If a grandparent or a sitter is covering pickups this summer, the same handoff logic in our babysitter and grandparent handoff template applies to camp: the board is the routine, the shared plan is who's covering it and what changed today. And if camp is one of several moving pieces in a packed season, keeping it in one family calendar everyone can see is what stops two parents from planning around two different versions of the week.
Quick questions parents ask
Day camp or overnight, does the same sheet work? Yes, with one swap. Day camp leans on the daily packing kit and the pickup grid. Overnight camp drops the daily grid and leans on the forms block and a label-everything packing pass, because the recurring overnight failure is the lost-and-found pile, not the pickup.

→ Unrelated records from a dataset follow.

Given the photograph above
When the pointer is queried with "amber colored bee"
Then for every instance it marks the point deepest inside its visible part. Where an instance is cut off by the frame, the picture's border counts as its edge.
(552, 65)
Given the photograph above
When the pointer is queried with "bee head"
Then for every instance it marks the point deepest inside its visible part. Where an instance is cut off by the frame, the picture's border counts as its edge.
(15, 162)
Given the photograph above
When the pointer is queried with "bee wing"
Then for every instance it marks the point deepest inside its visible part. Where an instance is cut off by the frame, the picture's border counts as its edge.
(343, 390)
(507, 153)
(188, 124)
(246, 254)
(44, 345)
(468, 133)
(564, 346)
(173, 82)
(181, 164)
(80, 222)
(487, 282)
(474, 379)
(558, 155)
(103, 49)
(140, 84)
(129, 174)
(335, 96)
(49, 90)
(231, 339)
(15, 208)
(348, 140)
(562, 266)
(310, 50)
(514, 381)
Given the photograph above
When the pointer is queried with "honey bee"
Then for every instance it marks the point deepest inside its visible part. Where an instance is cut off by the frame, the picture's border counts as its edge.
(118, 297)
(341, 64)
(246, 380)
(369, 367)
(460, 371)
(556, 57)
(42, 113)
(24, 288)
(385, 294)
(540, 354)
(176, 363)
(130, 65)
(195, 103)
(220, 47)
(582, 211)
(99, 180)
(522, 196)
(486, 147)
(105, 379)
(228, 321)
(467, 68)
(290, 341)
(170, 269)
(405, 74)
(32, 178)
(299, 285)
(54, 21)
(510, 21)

What if I have two kids at two different camps? Run one command sheet per camp, or split the board in half. The camp-facts and forms blocks differ per kid; the drop-off/pickup grid is where you catch the day one kid gets dropped at 8 and the other at 9.
My kid is a first-timer and nervous. Keep the logistics on the board so your attention is free for the part that isn't logistics. The pre-camp conversations that head off day-one nerves land better when you're not also trying to remember whether the water bottle is labeled. That's the real payoff of getting the boring parts off your mental list: you get to be the calm one at drop-off.